Weekly Outlook
Australian Petrol Price
Market Pulse
Wednesday 24 June 2026 · Unleaded 91 and diesel · Based on oil markets, AUD/USD, and price cycle analysis
This week at a glance
Wholesale import costs eased 1.1% over the past week to an estimated 141.1c/L — the input that flows through to pump prices over the following one to two weeks.
Wholesale market signals
Brent Crude
US$76.28
per barrel
Singapore MOGAS tracks Brent with ~1 week lag
AUD/USD
0.6906
exchange rate
A lower AUD raises imported fuel costs
Import Parity
141.1
cents per litre
Estimated wholesale cost before excise and GST
What this means for pump prices
Brent crude eased 3.5% over the past week to US$76.28 per barrel, while the Australian dollar weakened 1.5% against the US dollar, lifting the local cost of imported fuel. These are the two inputs that, together with refining and shipping margins, determine the wholesale cost of fuel landed at Australian terminals.
The four-week outlook is leaning lower. Prices likely to ease over the next 4 weeks Crude oil has fallen 14% and the australian dollar has weakened — the cost of importing petrol is down 7%. That typically flows through to the pump within 3–4 weeks. Don't over-fill right now — cheaper prices are likely coming.
Historically, moves in import parity take about 10-14 days to show up at the bowser. With wholesale decreases this week, you can expect the pressure to filter through to pump prices over the next two weeks — earlier in metros that follow a tight price cycle, later in regional markets where retailers smooth changes out.
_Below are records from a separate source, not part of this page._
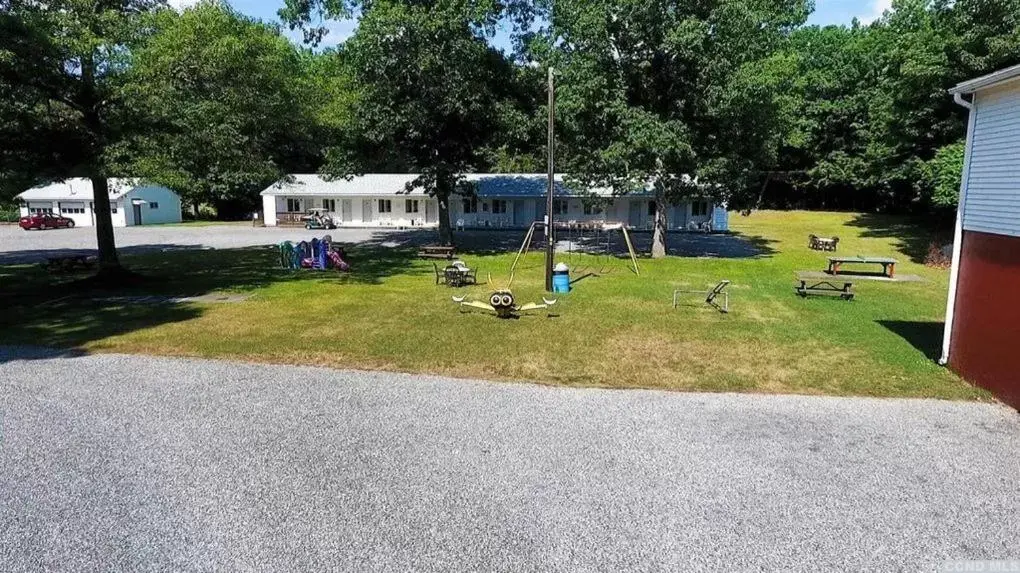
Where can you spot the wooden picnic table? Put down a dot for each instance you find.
(821, 283)
(888, 265)
(437, 252)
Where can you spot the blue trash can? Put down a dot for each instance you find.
(561, 278)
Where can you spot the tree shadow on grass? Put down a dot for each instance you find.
(510, 241)
(925, 336)
(913, 236)
(68, 310)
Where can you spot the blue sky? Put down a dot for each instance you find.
(826, 11)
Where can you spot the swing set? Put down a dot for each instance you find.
(599, 233)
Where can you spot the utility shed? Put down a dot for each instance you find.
(981, 340)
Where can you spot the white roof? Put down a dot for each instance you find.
(77, 189)
(489, 185)
(988, 81)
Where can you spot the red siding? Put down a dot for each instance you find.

City-by-city cycle outlook
Where each capital sits in its local discounting cycle right now, and what our model is telling drivers to do this week.
Sydney
Falling — heading toward troughFill up nowThe Fuel excise relief wound back is expected to hit the pump within 7 days, pushing prices up by around 16c/L. Worth filling up before it lands.
Melbourne
Falling — heading toward troughFill up nowThe Fuel excise relief wound back is expected to hit the pump within 7 days, pushing prices up by around 16c/L. Worth filling up before it lands.
Brisbane
Falling — heading toward troughFill up nowThe Fuel excise relief wound back is expected to hit the pump within 7 days, pushing prices up by around 16c/L. Worth filling up before it lands.
Perth
Falling — heading toward troughFill up nowThe Fuel excise relief wound back is expected to hit the pump within 7 days, pushing prices up by around 16c/L. Worth filling up before it lands.
Adelaide
Falling — heading toward troughFill up nowThe Fuel excise relief wound back is expected to hit the pump within 7 days, pushing prices up by around 16c/L. Worth filling up before it lands.
Canberra
Falling — heading toward troughFill up nowThe Fuel excise relief wound back is expected to hit the pump within 7 days, pushing prices up by around 16c/L. Worth filling up before it lands.
Hobart
Falling — heading toward troughFill up nowThe Fuel excise relief wound back is expected to hit the pump within 7 days, pushing prices up by around 16c/L. Worth filling up before it lands.
Darwin
Falling — heading toward troughFill up nowThe Fuel excise relief wound back is expected to hit the pump within 7 days, pushing prices up by around 16c/L. Worth filling up before it lands.
Looking ahead
Sydney, Melbourne, Brisbane, Perth, Adelaide, Canberra, Hobart, Darwin are on the falling leg, which is when local prices typically reach their lowest before the cycle resets.
Across our coverage, the cycle call leans toward fill-up now in Sydney, Melbourne, Brisbane, Perth, Adelaide, Canberra, Hobart, Darwin — the model's read is that prices are at or near the local trough and likely to climb in coming days.
Layered over the local cycle, the macro signal is biased downward for the next four weeks based on the wholesale cost trajectory. That doesn't always change the day-to-day call, but it does shift where each city's cycle is likely to land relative to recent history.
Past updates
How this update is generated
Each day at 6:00am AEST, PetrolPulse fetches the latest Brent crude spot price and AUD/USD exchange rate. These are combined using the standard Singapore MOPS import parity formula to estimate the current wholesale cost of fuel delivered to Australian terminals.
Capital city averages are computed from live station-level data within a metro radius of each capital — not state-wide aggregates — so regional outliers don't skew the headline number. Comparisons against 7 and 30 days prior show whether each city is trending up or down, separate from the wholesale signal.
The city-by-city cycle outlook combines local cycle-position analysis with the forward-looking macro signals above. When import parity moves significantly relative to current retail prices and the recent margin, the directional call updates automatically.